Jusqu’à 2 milliards de francs
Trouver des hébergements constitue une préoccupation permanente. «Nous disposons aujourd'hui de 4000 lits libres, et avons pu, aussi grâce à l'aide du Département de la défense [et des casernes de l'armée, ndlr], accroître les places dans les centres fédéraux de 6000 à 9000», détaille la conseillère fédérale Karin Keller-Sutter, chargée de l'asile. L'enregistrement de chacun et la procédure d'octroi du statut S se sont accélérés. Par contre, la gratuité des transports publics pour les Ukrainiens va prendre fin à la fin du mois, sur décision de la branche.

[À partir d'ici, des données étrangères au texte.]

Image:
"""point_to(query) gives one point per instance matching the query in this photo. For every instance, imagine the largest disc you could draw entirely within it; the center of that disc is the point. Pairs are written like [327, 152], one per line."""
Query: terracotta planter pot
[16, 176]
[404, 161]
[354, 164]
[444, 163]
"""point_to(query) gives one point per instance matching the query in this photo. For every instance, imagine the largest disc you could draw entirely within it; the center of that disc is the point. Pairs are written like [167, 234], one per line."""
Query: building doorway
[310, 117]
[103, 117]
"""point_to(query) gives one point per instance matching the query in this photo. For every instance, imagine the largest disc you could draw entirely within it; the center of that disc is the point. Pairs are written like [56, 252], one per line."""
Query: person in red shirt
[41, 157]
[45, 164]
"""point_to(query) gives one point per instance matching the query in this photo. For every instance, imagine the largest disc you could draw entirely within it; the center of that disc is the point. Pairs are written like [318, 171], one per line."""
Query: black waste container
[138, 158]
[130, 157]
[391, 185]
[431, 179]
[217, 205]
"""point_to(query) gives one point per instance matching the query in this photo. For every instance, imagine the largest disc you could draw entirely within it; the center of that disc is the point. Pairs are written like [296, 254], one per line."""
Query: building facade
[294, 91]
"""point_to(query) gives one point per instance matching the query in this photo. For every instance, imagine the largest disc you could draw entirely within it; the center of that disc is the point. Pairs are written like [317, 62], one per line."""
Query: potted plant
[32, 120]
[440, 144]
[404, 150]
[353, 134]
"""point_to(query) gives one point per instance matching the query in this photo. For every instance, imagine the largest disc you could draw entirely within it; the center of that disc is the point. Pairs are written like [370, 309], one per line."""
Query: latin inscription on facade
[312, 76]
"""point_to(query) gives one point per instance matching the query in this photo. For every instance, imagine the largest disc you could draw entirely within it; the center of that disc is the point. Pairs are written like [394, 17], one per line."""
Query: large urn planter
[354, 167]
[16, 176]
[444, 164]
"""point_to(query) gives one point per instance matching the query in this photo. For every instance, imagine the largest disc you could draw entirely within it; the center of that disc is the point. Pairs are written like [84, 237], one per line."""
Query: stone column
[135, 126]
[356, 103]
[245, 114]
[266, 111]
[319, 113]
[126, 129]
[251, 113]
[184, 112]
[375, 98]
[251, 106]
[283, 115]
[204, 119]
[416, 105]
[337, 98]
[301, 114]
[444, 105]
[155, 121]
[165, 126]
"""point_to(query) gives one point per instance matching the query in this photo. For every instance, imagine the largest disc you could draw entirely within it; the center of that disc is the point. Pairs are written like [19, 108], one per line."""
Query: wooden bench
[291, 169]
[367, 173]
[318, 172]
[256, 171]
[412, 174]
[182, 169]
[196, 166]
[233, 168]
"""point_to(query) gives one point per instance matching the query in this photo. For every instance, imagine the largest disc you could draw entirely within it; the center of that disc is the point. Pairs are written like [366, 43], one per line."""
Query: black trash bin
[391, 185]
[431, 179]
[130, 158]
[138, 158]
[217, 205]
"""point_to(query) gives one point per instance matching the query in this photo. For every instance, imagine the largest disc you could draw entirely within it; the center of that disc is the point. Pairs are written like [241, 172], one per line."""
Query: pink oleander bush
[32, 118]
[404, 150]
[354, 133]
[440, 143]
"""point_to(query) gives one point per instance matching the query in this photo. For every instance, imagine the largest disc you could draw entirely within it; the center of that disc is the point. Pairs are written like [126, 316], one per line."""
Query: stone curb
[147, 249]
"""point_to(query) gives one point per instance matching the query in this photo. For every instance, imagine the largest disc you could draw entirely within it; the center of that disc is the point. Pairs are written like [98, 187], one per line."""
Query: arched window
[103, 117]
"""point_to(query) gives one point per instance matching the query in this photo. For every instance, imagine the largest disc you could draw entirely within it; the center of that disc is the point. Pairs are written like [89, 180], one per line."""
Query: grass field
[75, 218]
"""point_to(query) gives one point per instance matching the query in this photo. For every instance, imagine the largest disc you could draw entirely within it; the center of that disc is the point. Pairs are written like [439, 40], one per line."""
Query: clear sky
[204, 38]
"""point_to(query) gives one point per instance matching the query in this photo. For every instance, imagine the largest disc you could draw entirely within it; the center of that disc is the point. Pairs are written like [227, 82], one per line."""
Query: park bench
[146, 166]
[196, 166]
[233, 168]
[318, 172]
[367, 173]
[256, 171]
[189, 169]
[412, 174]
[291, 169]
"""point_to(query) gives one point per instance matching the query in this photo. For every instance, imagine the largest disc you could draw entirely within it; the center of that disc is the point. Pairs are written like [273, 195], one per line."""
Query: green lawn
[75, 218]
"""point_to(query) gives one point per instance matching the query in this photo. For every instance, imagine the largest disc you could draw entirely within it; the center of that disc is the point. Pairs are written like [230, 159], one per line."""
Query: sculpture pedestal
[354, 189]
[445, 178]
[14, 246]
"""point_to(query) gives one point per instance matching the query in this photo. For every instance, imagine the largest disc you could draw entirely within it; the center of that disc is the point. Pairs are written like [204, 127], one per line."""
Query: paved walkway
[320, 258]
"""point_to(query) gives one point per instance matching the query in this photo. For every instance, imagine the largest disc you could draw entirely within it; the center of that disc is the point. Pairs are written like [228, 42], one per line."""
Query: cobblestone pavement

Cela va de soi, l'opération a un coût, élevé. Une estimation de l'administration fédérale l'évalue entre 1,2 et 2 milliards de francs pour l'année en cours. «Le Conseil fédéral va demander au parlement de classer ces dépenses en catégorie extraordinaire, car elles n'étaient pas prévisibles», relève la ministre libérale-radicale.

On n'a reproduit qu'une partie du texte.